02/21/2013 (12 Moons Solo Project Day 52)

12 Moons Solo Saxophone Project Day 52

Date: 02/21/2013

Instrument: Tenor saxophone

Location: Home studio in Clinton, WA (Whidbey Island)


During my practice session today I explored many of the inherent overtones hidden inside particular fingerings.  When I was in high school I would practice long tones in the corner of my room to try and hear the fullness of my sound.  I noticed that when I held out just a single note I could hear other pitches at the same time.  When I would point my horn at a particular angle against the wall they would speak, and at other times they would not.  I noticed that embouchure pressure, reed choice, and volume also played a roll.  I later learned that these extra tones I heard are called overtones, and that the organization of particular overtones lend each instrument its unique sound.  

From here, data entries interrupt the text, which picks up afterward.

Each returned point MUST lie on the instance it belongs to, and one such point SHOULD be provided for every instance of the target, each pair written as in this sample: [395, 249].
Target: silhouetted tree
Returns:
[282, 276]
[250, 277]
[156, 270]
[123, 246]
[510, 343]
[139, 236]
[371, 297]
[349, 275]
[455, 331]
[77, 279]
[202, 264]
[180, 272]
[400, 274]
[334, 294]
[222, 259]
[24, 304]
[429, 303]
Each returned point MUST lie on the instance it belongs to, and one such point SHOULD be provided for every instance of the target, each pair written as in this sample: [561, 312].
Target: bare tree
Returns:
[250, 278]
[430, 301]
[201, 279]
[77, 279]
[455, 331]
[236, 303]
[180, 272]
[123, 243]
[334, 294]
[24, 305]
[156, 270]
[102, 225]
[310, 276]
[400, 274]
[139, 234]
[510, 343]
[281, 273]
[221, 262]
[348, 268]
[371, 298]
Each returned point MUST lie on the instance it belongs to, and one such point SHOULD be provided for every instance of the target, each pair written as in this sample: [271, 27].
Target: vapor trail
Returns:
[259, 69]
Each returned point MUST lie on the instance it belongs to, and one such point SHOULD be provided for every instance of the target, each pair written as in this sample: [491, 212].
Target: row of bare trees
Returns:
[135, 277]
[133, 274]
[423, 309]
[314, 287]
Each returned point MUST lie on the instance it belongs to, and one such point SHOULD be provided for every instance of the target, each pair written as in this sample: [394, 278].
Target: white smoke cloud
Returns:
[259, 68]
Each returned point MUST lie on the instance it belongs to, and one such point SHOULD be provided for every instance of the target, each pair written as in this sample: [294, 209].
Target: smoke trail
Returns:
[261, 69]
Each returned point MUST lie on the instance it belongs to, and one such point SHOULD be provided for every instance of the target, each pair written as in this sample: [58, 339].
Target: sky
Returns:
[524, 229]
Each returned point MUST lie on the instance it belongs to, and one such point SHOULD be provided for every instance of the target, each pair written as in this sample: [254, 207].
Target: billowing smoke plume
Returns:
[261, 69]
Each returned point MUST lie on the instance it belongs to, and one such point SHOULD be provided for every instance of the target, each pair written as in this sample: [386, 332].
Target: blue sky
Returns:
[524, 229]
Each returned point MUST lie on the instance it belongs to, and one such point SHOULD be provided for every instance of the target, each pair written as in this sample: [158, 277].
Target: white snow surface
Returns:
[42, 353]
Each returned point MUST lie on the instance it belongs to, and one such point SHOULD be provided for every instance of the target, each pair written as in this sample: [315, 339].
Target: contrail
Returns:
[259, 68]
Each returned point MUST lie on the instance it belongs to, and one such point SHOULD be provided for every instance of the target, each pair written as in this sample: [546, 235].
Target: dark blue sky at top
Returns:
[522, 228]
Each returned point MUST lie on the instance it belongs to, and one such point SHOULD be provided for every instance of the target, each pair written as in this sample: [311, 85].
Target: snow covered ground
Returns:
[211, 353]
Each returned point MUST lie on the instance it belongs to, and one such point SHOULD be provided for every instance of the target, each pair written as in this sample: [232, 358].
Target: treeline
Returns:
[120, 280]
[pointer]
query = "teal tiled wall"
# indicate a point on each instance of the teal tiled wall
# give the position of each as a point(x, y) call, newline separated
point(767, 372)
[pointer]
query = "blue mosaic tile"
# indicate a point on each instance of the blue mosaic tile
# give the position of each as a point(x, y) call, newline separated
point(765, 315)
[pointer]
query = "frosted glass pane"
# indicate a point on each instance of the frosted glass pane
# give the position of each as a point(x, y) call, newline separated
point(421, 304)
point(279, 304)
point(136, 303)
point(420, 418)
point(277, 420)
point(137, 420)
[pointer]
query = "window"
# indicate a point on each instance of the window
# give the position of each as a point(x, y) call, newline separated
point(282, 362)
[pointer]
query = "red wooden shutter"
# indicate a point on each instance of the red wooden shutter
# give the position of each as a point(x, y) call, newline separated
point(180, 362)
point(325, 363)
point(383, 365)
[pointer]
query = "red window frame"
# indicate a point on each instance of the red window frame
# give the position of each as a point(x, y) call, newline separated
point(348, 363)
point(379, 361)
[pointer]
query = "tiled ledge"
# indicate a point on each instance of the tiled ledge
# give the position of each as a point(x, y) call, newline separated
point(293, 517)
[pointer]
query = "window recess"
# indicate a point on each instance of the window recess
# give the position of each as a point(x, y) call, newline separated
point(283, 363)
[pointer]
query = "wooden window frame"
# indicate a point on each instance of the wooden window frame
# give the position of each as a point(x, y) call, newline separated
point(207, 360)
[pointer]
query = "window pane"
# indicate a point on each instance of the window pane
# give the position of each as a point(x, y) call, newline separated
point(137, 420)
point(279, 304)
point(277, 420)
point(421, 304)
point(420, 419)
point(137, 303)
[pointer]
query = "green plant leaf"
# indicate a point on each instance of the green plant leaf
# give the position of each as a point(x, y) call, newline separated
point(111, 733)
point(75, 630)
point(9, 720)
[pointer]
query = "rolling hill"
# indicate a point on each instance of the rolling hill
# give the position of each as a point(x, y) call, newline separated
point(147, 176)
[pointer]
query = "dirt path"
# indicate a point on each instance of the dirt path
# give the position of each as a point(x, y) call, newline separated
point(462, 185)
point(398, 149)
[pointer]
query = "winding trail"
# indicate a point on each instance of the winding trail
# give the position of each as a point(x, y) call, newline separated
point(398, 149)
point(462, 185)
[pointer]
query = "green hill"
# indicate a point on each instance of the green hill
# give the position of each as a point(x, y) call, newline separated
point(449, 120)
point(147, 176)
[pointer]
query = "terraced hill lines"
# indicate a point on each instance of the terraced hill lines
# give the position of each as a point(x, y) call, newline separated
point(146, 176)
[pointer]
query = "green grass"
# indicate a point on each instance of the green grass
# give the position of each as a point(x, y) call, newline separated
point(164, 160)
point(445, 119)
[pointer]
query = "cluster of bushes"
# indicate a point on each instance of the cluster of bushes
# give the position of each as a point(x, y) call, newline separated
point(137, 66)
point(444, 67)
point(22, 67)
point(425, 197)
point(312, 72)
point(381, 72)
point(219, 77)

My improvisation today uses a fingering that produces a single pitch.  With harder tongue articulation and a higher level of volume additional tones can clearly be heard at the same time.  I approached this piece by articulating at the fastest possible tempo I am currently able to consistently play with single tonging.  The pitch produced is a Concert D, but the Octave and a quarter step high Octave are also clearly audible.  

During this piece the amount of space between the Concert D groups begins to shorten with each repetition, as well the length of the groups themselves.  This continues until the center point of the improvisation where only a single pitch is played.  I then gradually begin playing longer Concert D groupings and take more liberties with the amount of space between phrases.